Pietro Mascagni, composer of the world famous verismo opera Cavalieri Rusticana, brought his Grande Italian Opera Company to the Music Hall in 1903, perhaps the most prestigious opera event in Portsmouth opera history.


The Music Hall recognized the shift in tastes, and by the dawn of the Aughts, live opera was once again appearing regularly.  And this time it wasn’t just Gilbert & Sullivan but the heavyweights of the operatic repertoire – Mozart, Verdi, Wagner, Puccini. The boom lasted until 2006 when the Met began broadcasting its own world-beating live performances into venues like the Historic Theater. Now, for a reasonable price and without having to travel hundreds of miles, citizens of Portsmouth were treated to the greatest singers in the world performing the greatest, most challenging works in the opera repertoire as well as daring works by living composers who pushed the boundaries of what opera can be.  

Though the Met Broadcasts were almost unanimously appreciated by Portsmouth’s opera-loving community, their impact on live opera at the Music Hall was devastating.  While one might say that live opera at the Music Hall was always on life support, it flatlined for the first time since the Music Hall first opened its doors in 1878. The final live opera performance at the Music Hall was, as far as I can tell, on April 4, 2006, when the Granite State Opera performed Madama Butterfly.
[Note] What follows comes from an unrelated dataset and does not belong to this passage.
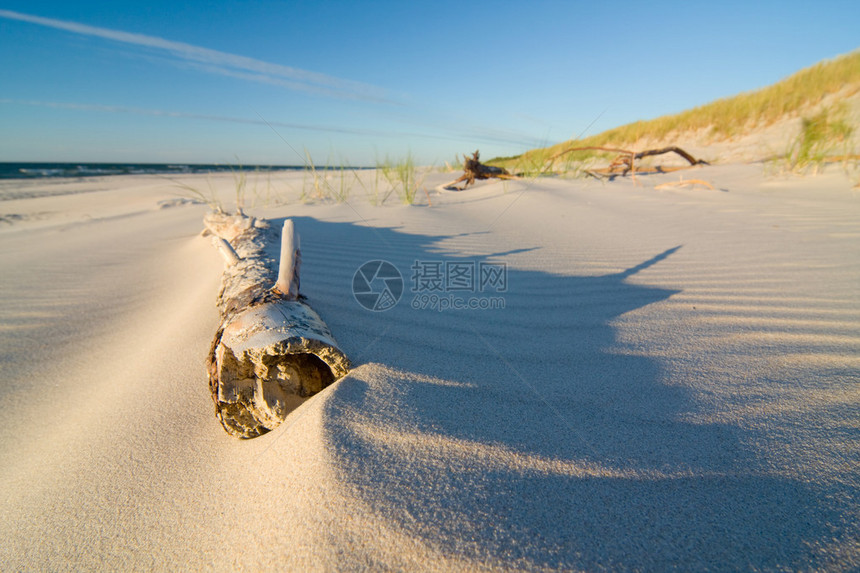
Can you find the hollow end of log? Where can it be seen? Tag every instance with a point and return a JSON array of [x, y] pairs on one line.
[[267, 362]]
On November 8, 2023, live opera will live again, picking up where it left off with a performance of Madama Butterfly. How long will this new era last? How many great opera performances will we get to see performed live at the Music Hall in the coming years? There is no way to predict. But let me just say that staging operas is still an expensive, logistical nightmare, and opera will still have to compete against all of the excellent programming the Music Hall is currently bringing to Portsmouth. 

That’s showbiz.    

Teatro Lirico d’Europa (above) will perform Puccini’s Madama Butterfly on November 8, 2023, the first live opera at the Music Hall in almost twenty years. Ironically enough, the last live opera at the Music Hall was also Madama Butterfly.